Original Research
Maternal Health & Indigenous Communities
Knowledge, Attitude and Practice on Antenatal Care Among Orang Asli Women in Jempol, Negeri Sembilan
Key Findings
- Only 44.2% (95% CI: 34.7–53.7%) of Orang Asli women demonstrated good knowledge regarding antenatal care.
- 53.8% (95% CI: 44.3–63.1%) of women showed positive attitudes towards antenatal care, while the remainder held negative perceptions.
- Although 92.3% reported attending antenatal clinics, only 48.1% attended early for their first check-up, and approximately 70% had a history of home delivery.
- 44.2% of women had experienced at least one high-risk pregnancy, highlighting significant obstetric vulnerability in this indigenous population.
Background and Rationale
The Orang Asli, meaning “original people” in Malay, are the indigenous minority populations of Peninsular Malaysia. Comprising approximately 0.6% of the national population, the Orang Asli are ethnically diverse, encompassing 18 distinct sub-groups broadly categorised into three major groups: the Negrito (Semang), Senoi, and Proto-Malay (Aboriginal Malay). Despite Malaysia’s impressive economic development and well-established healthcare infrastructure, the Orang Asli continue to experience significant health disparities compared to the general population.
Maternal health among the Orang Asli has long been a concern for Malaysian public health authorities. Historical data have consistently shown higher rates of maternal and infant mortality among Orang Asli communities compared to other ethnic groups in the country. These disparities are driven by a complex interplay of factors including geographic isolation, lower socioeconomic status, cultural practices surrounding pregnancy and childbirth, and challenges in accessing modern healthcare facilities.

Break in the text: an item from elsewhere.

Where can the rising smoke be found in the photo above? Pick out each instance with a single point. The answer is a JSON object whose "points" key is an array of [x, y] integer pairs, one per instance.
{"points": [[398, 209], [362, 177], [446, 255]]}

Antenatal care (ANC) is a cornerstone of maternal health services, providing opportunities for early identification of high-risk pregnancies, health education, nutritional supplementation, and management of complications. The World Health Organization recommends a minimum of four ANC visits during pregnancy, with the first visit occurring ideally during the first trimester. This study sought to examine the knowledge, attitude, and practice of antenatal care among Orang Asli women in the Jempol District of Negeri Sembilan, a state in Peninsular Malaysia with a substantial Orang Asli population.
Study Methods
The study employed a cross-sectional design and targeted women aged 15 to 49 years who had at least one prior antenatal care experience. Three Orang Asli villages in Jempol District were selected as study sites. All eligible women in these villages were invited to participate, and a total of 104 women were interviewed using a structured, pre-tested questionnaire administered through face-to-face interviews.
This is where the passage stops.